Disabling early stopping

trainer.early_stop can be set to -1, which disables early stopping entirely.

Checkpoint-evaluation frequency

Evaluation is run every time the model is checkpointed.

By default, checkpoint-evaluation will occur once every epoch.

The frequency of checkpoint-evaluation can be configured using:

  • steps_per_checkpoint (default: 0): every n training steps
  • checkpoints_per_epoch (default: 0): n times per epoch

Note

It is invalid to specify both non-zero steps_per_checkpoint and non-zero checkpoints_per_epoch.

Tip

Running evaluation once per epoch is an appropriate fit for small datasets that fit in memory and train quickly. However, this can be a poor fit for unstructured datasets, which tend to be much larger, and train more slowly due to larger models.
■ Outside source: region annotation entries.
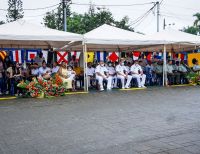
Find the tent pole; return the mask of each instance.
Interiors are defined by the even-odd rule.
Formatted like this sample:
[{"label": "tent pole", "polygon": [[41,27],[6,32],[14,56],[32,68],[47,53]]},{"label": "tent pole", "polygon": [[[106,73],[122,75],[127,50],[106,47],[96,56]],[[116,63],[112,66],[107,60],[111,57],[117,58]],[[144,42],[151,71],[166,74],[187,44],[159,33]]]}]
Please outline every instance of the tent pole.
[{"label": "tent pole", "polygon": [[166,45],[164,44],[163,53],[163,86],[167,85],[167,57],[166,57]]},{"label": "tent pole", "polygon": [[87,45],[83,42],[83,67],[84,67],[84,91],[88,91],[87,78]]}]

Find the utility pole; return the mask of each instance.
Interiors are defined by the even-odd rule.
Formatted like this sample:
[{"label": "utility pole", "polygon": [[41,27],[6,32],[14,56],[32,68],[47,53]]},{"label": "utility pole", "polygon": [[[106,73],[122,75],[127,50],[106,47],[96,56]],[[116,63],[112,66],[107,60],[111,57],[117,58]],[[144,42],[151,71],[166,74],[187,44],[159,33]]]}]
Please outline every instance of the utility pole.
[{"label": "utility pole", "polygon": [[63,30],[67,31],[67,5],[70,0],[62,0],[63,3]]},{"label": "utility pole", "polygon": [[159,1],[156,2],[157,5],[157,32],[159,32],[159,16],[160,16],[160,3]]},{"label": "utility pole", "polygon": [[163,21],[163,29],[165,30],[165,27],[166,27],[166,22],[165,22],[165,18],[164,18],[164,21]]}]

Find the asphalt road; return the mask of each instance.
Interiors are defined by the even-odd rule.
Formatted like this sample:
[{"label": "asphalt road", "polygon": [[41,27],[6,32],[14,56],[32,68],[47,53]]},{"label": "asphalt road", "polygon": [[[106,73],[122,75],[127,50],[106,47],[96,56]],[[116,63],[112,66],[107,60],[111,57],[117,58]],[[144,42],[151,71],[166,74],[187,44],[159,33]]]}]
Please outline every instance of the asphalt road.
[{"label": "asphalt road", "polygon": [[200,87],[0,101],[0,154],[200,154]]}]

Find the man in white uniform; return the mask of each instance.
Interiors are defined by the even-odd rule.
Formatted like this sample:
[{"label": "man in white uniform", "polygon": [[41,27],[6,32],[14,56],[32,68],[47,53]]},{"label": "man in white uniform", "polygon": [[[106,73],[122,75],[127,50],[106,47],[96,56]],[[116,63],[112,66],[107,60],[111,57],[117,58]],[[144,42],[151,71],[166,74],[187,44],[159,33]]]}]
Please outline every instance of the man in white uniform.
[{"label": "man in white uniform", "polygon": [[91,82],[94,79],[95,68],[92,67],[92,63],[87,64],[87,78],[88,78],[88,87],[91,87]]},{"label": "man in white uniform", "polygon": [[96,79],[98,80],[100,91],[103,91],[103,80],[107,80],[107,90],[111,90],[111,83],[112,83],[112,76],[109,76],[108,70],[104,65],[103,61],[100,61],[99,65],[96,67],[95,70]]},{"label": "man in white uniform", "polygon": [[[121,60],[120,63],[116,66],[116,72],[117,72],[117,78],[121,80],[122,89],[124,88],[128,89],[130,82],[132,80],[132,76],[128,75],[128,71],[126,70],[126,67],[124,66],[124,60]],[[127,81],[125,85],[126,79]]]},{"label": "man in white uniform", "polygon": [[47,67],[45,61],[42,62],[42,66],[39,68],[39,77],[42,77],[46,80],[51,78],[51,69]]},{"label": "man in white uniform", "polygon": [[112,76],[112,88],[113,87],[116,88],[117,87],[117,76],[116,76],[115,68],[111,62],[108,62],[107,70],[108,70],[109,76]]},{"label": "man in white uniform", "polygon": [[138,87],[145,88],[146,75],[143,73],[142,67],[138,64],[138,60],[131,66],[132,77],[137,79]]}]

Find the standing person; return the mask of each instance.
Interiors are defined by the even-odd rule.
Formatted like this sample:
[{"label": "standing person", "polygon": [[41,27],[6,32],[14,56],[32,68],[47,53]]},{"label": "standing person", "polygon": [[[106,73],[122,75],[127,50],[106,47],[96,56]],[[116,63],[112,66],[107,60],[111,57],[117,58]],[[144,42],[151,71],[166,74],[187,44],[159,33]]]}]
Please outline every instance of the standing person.
[{"label": "standing person", "polygon": [[43,61],[45,61],[45,58],[43,57],[43,53],[39,52],[37,56],[34,59],[35,63],[39,65],[39,67],[42,66]]},{"label": "standing person", "polygon": [[76,72],[73,70],[72,66],[67,66],[67,75],[69,76],[69,78],[72,80],[72,91],[75,91],[75,79],[76,79]]},{"label": "standing person", "polygon": [[20,89],[17,88],[17,84],[22,80],[22,70],[19,63],[16,63],[15,66],[13,64],[7,69],[7,74],[9,77],[9,90],[10,95],[19,95]]},{"label": "standing person", "polygon": [[29,76],[29,81],[31,81],[33,77],[38,77],[39,66],[37,63],[34,63],[34,65],[30,65],[30,69],[31,69],[31,75]]},{"label": "standing person", "polygon": [[53,68],[52,68],[52,74],[56,74],[59,70],[59,66],[58,66],[58,63],[57,62],[54,62],[53,63]]},{"label": "standing person", "polygon": [[134,64],[131,66],[132,77],[137,79],[137,84],[139,88],[146,88],[145,81],[146,75],[143,73],[142,67],[138,64],[138,60],[135,60]]},{"label": "standing person", "polygon": [[45,61],[42,62],[42,66],[39,68],[39,77],[42,77],[45,80],[49,80],[51,78],[51,69],[47,67]]},{"label": "standing person", "polygon": [[175,75],[174,75],[174,72],[173,72],[174,67],[172,65],[172,60],[168,60],[166,71],[167,71],[168,84],[170,84],[170,85],[174,84]]},{"label": "standing person", "polygon": [[109,76],[112,76],[112,88],[113,87],[116,88],[117,87],[116,70],[111,62],[108,62],[107,70],[108,70]]},{"label": "standing person", "polygon": [[[116,66],[116,73],[117,73],[117,78],[121,80],[122,89],[124,88],[128,89],[132,76],[128,75],[128,71],[124,66],[124,60],[121,60],[119,64]],[[125,85],[125,80],[127,80],[126,85]]]},{"label": "standing person", "polygon": [[157,64],[154,65],[154,72],[156,74],[156,80],[159,85],[162,85],[163,82],[163,61],[158,61]]},{"label": "standing person", "polygon": [[5,66],[3,60],[0,58],[0,95],[5,92]]},{"label": "standing person", "polygon": [[99,65],[96,67],[95,70],[96,73],[96,79],[98,80],[100,91],[103,91],[103,80],[106,80],[107,83],[107,90],[111,90],[111,84],[112,84],[112,76],[109,76],[108,70],[104,65],[103,61],[100,61]]},{"label": "standing person", "polygon": [[180,84],[179,65],[180,65],[180,62],[179,62],[179,61],[175,61],[175,64],[173,65],[173,68],[174,68],[173,73],[174,73],[174,75],[175,75],[176,84]]},{"label": "standing person", "polygon": [[74,62],[74,68],[73,70],[76,72],[76,81],[80,82],[80,88],[84,85],[84,71],[83,68],[78,66],[78,62]]},{"label": "standing person", "polygon": [[66,83],[66,89],[72,89],[72,80],[68,76],[67,65],[64,61],[61,63],[58,74],[61,77],[63,83]]},{"label": "standing person", "polygon": [[92,67],[92,63],[89,62],[87,64],[87,78],[88,78],[88,87],[91,87],[91,83],[94,79],[94,75],[95,75],[95,68]]},{"label": "standing person", "polygon": [[193,66],[193,71],[195,71],[195,72],[200,71],[200,65],[199,65],[199,63],[198,63],[198,60],[197,60],[197,59],[193,59],[193,60],[192,60],[192,63],[194,64],[194,66]]}]

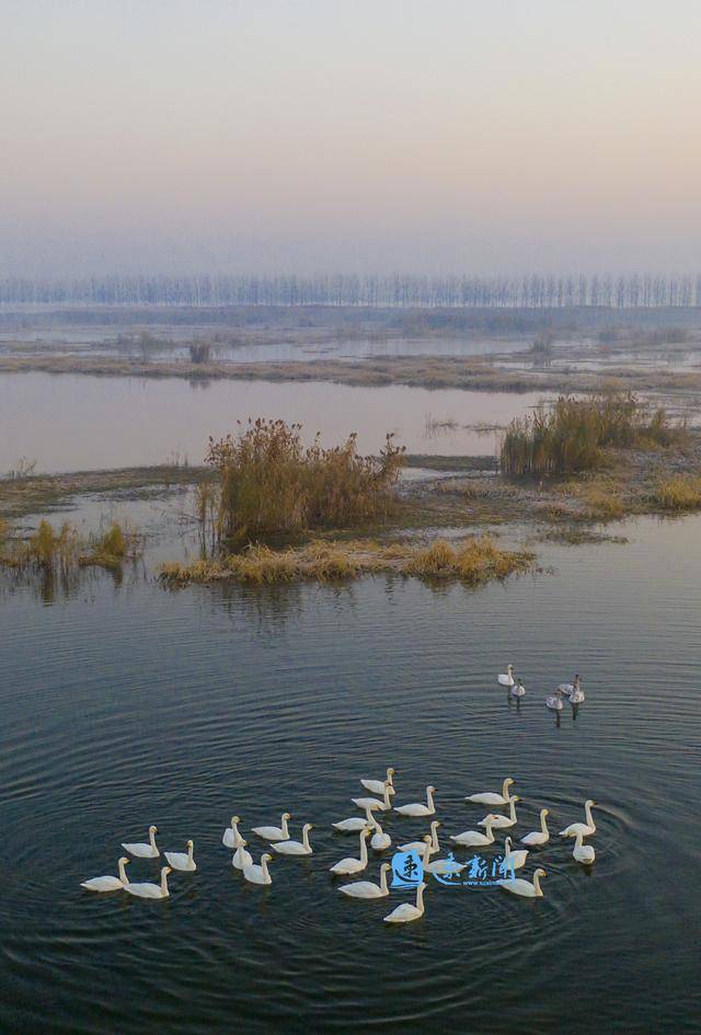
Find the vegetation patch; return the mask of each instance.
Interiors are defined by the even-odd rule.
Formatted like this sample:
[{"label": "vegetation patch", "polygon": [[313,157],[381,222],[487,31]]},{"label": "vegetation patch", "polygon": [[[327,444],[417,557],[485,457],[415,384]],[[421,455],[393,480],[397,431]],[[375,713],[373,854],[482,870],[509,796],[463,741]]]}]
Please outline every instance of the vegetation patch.
[{"label": "vegetation patch", "polygon": [[171,586],[218,579],[263,586],[300,579],[332,582],[386,572],[480,586],[526,572],[533,561],[532,553],[502,550],[486,536],[470,537],[456,544],[439,539],[428,547],[406,542],[383,544],[374,540],[313,540],[303,547],[284,550],[255,543],[241,553],[212,560],[164,564],[160,578]]}]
Running evaluation too frequently can be wasteful while running evaluation not frequently enough can be uninformative. In large-scale training runs, it's common for evaluation to be configured to run on a sub-epoch time scale, or every few thousand steps.

We recommend configuring evaluation such that new evaluation results are available at least several times an hour. In general, it is not necessary for models to train over the entirety of a dataset, nor evaluate over the entirety of a test set, to produce useful monitoring metrics and signals to indicate model performance.

Increasing throughput

Skip evaluation on the training set

Consider setting evaluate_training_set=False, which skips evaluation on the training set.

Note

Sometimes it can be useful to monitor evaluation metrics on the training set, as a secondary validation set. However, running evaluation on the full training set, when your training set is large, can be a huge computational cost. Turning off training set evaluation will lead to significant gains in training throughput and efficiency.

Increase batch size

Users training on GPUs can often increase training throughput by increasing the batch_size so that more examples are computed every training step. Set batch_size to auto to use the largest batch size that can fit in memory.